I measured the resistance of the top layer of a completed silicon wafer from a different device (much smaller die), and between the test points on the same die, I either get a non-conductive reading or a very small reading like around 20 ohms.

I think below the passivity layer of the die would be the metal layers, and I assume that's what the test leads are touching. But why is it always close to 0 ohms? Wouldn't I get a non-zero conductive reading or inconsistent reading between non-zero conductive and non-conductive, reflecting the various paths through the transistor circuit that is conducting the meter's current?

 

[berkeman]

Are you sure you are measuring the top of that die and not the bottom side? As you say, the top of die are passivated. The bottom of a die will generally be conductive to mate up with a center ground pad for good device grounding and sometimes for heat conduction out of the package.

 

[austinuni]

I can see the patterning of the circuit on the "top" side of the die. I have 5 of these bare silicon dies, and they all measure the same way. I almost always get a 0.2 ohm reading, and then sometimes a reading of 20 ohms or so.

I wonder if it has something to do with the probability that they are test rejects? Like maybe the top metal layers were constructed totally wrong?

 

[berkeman]

I would think that even wafer sort test rejects would have passivation on top. Is there a chance that these were destined for "FIB" (focused ion beam) rework to test a fix to the mask? Depending on whether the FIB rework is a cut or a jump (via deposition), they may need to remove the top passivation layer to be able to do the FIB...

https://en.wikipedia.org/wiki/Focused_ion_beam

 

[austinuni]

I suppose it is possible these were destined for FIB, but I don't have much background on these die.

Is it possible that the test leads are punching through all the metal and silicon layers to some "base" layer, even though I am holding them gently?
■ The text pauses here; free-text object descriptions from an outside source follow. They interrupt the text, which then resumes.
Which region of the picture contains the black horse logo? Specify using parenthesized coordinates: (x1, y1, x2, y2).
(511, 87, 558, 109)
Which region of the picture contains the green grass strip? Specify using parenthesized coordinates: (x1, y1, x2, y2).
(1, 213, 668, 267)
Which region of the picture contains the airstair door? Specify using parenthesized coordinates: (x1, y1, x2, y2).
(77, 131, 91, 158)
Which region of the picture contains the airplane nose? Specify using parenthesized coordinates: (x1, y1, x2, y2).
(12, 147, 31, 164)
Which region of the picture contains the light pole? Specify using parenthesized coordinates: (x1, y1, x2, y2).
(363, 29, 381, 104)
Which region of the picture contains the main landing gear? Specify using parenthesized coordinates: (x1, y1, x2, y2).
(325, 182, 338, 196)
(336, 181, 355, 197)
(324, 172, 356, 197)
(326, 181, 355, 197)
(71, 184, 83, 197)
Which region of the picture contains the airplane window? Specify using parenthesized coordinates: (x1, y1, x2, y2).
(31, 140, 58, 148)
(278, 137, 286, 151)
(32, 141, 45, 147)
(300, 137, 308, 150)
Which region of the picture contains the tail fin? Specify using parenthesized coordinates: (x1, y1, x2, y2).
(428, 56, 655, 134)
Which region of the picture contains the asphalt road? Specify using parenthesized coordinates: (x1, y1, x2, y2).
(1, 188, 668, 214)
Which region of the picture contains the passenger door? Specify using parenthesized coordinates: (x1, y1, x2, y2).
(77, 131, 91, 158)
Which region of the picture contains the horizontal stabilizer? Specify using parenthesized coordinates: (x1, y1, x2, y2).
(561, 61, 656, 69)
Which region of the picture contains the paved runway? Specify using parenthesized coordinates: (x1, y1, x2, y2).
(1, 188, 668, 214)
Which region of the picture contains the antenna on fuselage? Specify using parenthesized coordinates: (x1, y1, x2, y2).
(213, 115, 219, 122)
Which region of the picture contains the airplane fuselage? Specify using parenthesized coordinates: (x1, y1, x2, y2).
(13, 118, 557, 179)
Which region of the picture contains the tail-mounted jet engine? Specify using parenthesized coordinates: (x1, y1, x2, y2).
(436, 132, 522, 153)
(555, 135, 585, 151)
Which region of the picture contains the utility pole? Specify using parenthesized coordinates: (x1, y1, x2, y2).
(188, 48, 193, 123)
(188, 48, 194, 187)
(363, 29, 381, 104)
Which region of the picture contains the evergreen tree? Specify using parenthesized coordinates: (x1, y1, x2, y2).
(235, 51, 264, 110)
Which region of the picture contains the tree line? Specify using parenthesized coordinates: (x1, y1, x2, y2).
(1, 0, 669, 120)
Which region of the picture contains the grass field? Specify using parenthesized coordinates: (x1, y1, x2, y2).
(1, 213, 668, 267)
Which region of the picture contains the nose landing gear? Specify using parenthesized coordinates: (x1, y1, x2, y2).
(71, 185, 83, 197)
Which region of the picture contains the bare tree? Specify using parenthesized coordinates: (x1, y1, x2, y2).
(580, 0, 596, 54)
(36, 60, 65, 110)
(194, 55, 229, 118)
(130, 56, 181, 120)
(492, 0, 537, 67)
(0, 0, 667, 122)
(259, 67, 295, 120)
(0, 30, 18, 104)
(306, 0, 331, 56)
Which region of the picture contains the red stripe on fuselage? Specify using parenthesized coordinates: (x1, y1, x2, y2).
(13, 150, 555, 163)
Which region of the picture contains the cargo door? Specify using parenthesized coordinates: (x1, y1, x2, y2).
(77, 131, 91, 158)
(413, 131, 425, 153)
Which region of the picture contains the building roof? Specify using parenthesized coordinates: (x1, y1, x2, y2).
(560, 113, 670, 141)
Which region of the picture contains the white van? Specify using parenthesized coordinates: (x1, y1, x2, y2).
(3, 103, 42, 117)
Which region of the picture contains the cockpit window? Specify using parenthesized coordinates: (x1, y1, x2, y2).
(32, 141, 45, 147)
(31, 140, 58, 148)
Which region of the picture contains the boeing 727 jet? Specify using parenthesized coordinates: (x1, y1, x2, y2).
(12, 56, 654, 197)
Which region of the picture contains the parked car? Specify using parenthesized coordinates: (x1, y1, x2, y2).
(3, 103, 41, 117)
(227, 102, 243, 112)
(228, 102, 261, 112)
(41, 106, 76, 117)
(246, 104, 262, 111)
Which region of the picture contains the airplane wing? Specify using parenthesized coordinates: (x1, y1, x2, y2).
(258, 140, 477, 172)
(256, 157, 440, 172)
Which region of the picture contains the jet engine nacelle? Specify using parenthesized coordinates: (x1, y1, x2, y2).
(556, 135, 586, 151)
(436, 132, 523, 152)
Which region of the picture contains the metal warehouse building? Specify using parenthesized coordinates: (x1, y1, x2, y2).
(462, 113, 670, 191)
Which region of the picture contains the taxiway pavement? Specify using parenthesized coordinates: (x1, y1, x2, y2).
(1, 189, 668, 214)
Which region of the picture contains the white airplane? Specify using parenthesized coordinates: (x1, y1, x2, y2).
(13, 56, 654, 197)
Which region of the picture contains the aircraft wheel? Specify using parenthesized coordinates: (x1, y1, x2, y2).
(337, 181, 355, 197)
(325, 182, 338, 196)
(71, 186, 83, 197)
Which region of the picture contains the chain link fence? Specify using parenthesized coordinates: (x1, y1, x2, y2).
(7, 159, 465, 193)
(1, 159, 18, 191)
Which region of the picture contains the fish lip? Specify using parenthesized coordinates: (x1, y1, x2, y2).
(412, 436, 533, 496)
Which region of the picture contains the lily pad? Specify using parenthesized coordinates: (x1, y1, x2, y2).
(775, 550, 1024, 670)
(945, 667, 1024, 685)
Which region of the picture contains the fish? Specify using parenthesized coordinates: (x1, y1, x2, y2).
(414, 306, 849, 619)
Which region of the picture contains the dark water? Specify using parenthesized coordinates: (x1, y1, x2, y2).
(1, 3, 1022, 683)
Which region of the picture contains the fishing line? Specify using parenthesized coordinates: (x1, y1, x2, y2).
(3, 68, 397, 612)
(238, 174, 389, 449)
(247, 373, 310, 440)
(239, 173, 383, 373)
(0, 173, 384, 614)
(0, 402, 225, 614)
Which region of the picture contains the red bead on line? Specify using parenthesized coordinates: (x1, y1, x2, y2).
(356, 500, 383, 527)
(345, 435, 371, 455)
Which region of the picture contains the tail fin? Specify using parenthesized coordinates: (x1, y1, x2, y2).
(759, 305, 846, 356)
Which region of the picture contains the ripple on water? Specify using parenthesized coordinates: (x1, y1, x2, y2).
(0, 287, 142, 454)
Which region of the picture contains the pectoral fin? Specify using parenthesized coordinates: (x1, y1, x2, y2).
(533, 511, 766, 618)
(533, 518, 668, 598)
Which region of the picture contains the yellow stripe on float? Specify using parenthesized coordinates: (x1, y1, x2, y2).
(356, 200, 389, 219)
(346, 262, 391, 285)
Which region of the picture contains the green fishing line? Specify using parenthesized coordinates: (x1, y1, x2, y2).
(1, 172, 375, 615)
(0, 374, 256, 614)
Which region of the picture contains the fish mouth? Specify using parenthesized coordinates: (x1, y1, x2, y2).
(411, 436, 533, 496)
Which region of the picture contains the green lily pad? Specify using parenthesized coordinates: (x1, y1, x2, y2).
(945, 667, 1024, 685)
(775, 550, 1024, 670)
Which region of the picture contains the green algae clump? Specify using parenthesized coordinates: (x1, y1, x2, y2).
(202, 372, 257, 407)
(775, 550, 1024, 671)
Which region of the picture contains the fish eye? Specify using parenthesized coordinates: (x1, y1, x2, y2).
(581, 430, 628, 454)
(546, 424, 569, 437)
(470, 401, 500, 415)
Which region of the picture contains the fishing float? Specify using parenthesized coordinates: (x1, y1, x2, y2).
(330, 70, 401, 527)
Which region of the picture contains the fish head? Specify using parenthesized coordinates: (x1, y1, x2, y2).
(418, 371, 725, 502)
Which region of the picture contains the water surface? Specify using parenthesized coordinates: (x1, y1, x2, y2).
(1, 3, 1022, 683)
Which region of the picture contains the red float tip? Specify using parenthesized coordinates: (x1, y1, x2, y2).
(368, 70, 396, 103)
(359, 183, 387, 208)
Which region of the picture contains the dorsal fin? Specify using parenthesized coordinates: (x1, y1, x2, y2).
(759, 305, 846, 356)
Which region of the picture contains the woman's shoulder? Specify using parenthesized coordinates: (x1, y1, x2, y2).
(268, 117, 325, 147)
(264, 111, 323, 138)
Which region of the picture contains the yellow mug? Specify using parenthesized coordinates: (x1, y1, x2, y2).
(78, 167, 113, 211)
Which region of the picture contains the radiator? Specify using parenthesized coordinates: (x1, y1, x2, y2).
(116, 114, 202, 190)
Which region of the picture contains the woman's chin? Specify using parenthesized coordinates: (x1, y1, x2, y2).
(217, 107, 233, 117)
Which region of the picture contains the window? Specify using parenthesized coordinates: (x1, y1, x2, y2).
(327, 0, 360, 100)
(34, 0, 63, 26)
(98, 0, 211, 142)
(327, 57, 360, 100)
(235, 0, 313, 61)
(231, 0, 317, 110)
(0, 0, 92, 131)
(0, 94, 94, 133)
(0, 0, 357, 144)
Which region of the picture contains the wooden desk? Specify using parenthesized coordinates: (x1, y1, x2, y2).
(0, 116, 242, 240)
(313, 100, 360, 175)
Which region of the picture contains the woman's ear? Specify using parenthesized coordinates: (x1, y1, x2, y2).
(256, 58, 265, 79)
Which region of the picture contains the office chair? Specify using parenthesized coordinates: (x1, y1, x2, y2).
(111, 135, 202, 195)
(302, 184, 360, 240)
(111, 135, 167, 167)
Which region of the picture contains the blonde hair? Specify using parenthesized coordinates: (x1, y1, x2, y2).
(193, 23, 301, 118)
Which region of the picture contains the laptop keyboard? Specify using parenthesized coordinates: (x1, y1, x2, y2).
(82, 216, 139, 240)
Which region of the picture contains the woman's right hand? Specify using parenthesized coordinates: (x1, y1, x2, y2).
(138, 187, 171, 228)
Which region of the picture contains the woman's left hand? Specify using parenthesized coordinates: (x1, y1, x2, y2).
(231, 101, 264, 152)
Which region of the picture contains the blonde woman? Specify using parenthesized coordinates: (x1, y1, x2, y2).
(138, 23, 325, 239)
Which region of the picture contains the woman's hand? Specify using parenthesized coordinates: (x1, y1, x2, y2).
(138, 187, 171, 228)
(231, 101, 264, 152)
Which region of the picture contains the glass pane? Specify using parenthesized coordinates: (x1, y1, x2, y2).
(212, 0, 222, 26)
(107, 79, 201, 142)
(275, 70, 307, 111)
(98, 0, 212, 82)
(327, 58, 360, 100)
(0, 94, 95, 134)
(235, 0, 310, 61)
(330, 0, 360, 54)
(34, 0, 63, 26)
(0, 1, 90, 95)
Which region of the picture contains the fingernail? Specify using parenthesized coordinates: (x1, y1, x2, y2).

Each time I touch the die with the leads, it appears to make a small scratch/dent in the die.

edit: I tried much narrower probes and a much lighter touch, and still get the same result.

 

[f95toli]

There can be many different explanations.
Note that most silicone that is used for fab is doped. This can be on purpose (because you need n or p doped Si to make devices) but even "natural" Si if quite conductive because of impurities.
High-resistive Si is quite expensive and even then it is usually "compensated" (they add p or n dopants to compensate naturally occurring impurities). "intrinsic"high-ohmic Si is available,but way more expensive that standard Si so it only really used for e.g. high frequency applications.

Also, sometimes you can see a change in conductivity depending on the light level; that is the conductance increases (Resistance drops) if you shine a light at the wafer.